All this talk about integrated care and integrated care management has made the many models of integration – partnership, collaboration, coordination – a hot topic. The question? How to make it work.
That was the focus of my town hall session, Building Community Partnerships To Promote Coordination Of Care: A Town Hall Discussion, sponsored by Genoa Healthcare, at The 2014 OPEN MINDS Planning & Innovation Institute. We invited five executives currently managing care coordination initiatives to share the secrets of their success – and their challenges. My big take-aways from the session were these tips:
1. Finding your organization’s place in the community is an important first step when looking for suitable partnerships. What are the services your community needs, who else is providing them, and most importantly, who isn’t providing them. Diana Knaebe, MSW, President & Chief Executive Officer, Heritage Behavioral Health Center noted, “The first question is, what is it that you can do to help solve problems with the community? [A big challenge] is keeping everyone focused on that intent, and what the commonalities are.” Ms. Knaebe also noted that her team was exploring use of social media as a vehicle for messaging with partners and with consumers.

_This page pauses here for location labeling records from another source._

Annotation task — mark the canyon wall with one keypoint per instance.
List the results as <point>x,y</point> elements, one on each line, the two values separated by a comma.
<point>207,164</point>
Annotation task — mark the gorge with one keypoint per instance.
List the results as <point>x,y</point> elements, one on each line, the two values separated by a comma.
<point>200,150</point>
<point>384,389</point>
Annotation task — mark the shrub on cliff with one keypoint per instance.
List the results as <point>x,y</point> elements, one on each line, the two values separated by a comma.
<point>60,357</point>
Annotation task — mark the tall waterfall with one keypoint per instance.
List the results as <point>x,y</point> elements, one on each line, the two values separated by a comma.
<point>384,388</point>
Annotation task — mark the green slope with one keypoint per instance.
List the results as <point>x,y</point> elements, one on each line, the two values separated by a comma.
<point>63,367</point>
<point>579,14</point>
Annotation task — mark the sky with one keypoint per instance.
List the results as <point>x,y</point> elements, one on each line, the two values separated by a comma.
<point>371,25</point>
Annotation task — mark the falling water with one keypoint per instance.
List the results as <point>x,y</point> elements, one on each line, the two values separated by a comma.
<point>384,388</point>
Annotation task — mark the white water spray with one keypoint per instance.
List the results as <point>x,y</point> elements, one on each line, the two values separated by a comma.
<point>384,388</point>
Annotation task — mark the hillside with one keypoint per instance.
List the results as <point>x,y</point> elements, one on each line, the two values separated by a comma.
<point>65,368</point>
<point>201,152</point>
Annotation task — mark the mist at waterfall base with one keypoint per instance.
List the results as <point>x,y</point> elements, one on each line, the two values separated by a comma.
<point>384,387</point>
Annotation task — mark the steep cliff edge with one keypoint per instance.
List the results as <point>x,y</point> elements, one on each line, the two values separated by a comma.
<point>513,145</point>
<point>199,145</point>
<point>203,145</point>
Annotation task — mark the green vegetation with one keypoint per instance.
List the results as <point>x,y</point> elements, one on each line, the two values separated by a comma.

2. Choose only those partners you have a chance of succeeding with. There is a big difference between wanting to work with another organization, and making that work successful. Do all your homework and execute a thorough, deliberate partner selection process. Debra Falvo, MHSA, RNC, Project Leader, Community Development, Genoa Healthcare stressed that, “You have to decide who you have the best chance of being successful with. Sometimes it’s about community perceptions, but also organization goals, and staff goals. Those can lead to success, or be the thing that can kill the deal.”
3. Make sure all collaborators are “on the same page” concerning objectives, what everyone needs from the collaboration. And be prepared when those needs don’t line up – some collaborations aren’t worth pursuing because both organizations have irreconcilable visions. Jennifer Moses, Chief Executive Officer, Zepf Center noted, “One of the biggest challenges is making sure [the partnership] is mutually beneficial. You aren’t going to sit down and agree, and you aren’t even going to meet in the middle.”
4. Don’t just go into a collaboration and ask someone else to solve your problems. This is especially important if the partnership benefits you more than your potential partner. Jan Kasofsky, Ph.D., Executive Director, Capital Area Human Services District pointed out that organizations won’t have the same reason to come to the table. She said, “Understand what the other partner needs, make sure the benefits are going in both directions, be proactive and have the leadership in place to make it work.”
5. Logistics, logistics, logistics. It’s essential to be systematic and have a process. In every collaboration (whether there is money involved or not) there are many elements in play that can make or break the partnership. The process and decision criteria need to be laid out in advance. Mary Colleran, Chief Operations Officer, Trilogy Behavioral Healthcare added, “You need to stay energized in a world where we’ve been there and done that, and you don’t know why this [partnership] iteration is different. There are a lot of meetings, calls, and workflows, and if you don’t dedicate the time and energy to that, it’s all just words.”
In our current market, where everyone is excited about integration, what I took away from our panel is that planning and positioning are essential. It is tempting for provider organizations to jump right in with the first opportunity they come across for a partnership, collaboration, or coordination model – but provider organizations need to understand three things before they move forward: 1) Your organization’s long-term goals and market position; 2) The needs of your consumers and payers; 3) The goals and plans of your partnering organization. If you can gain a clear understanding in these three areas, then you’ll be on the right path to making integration work for your organization.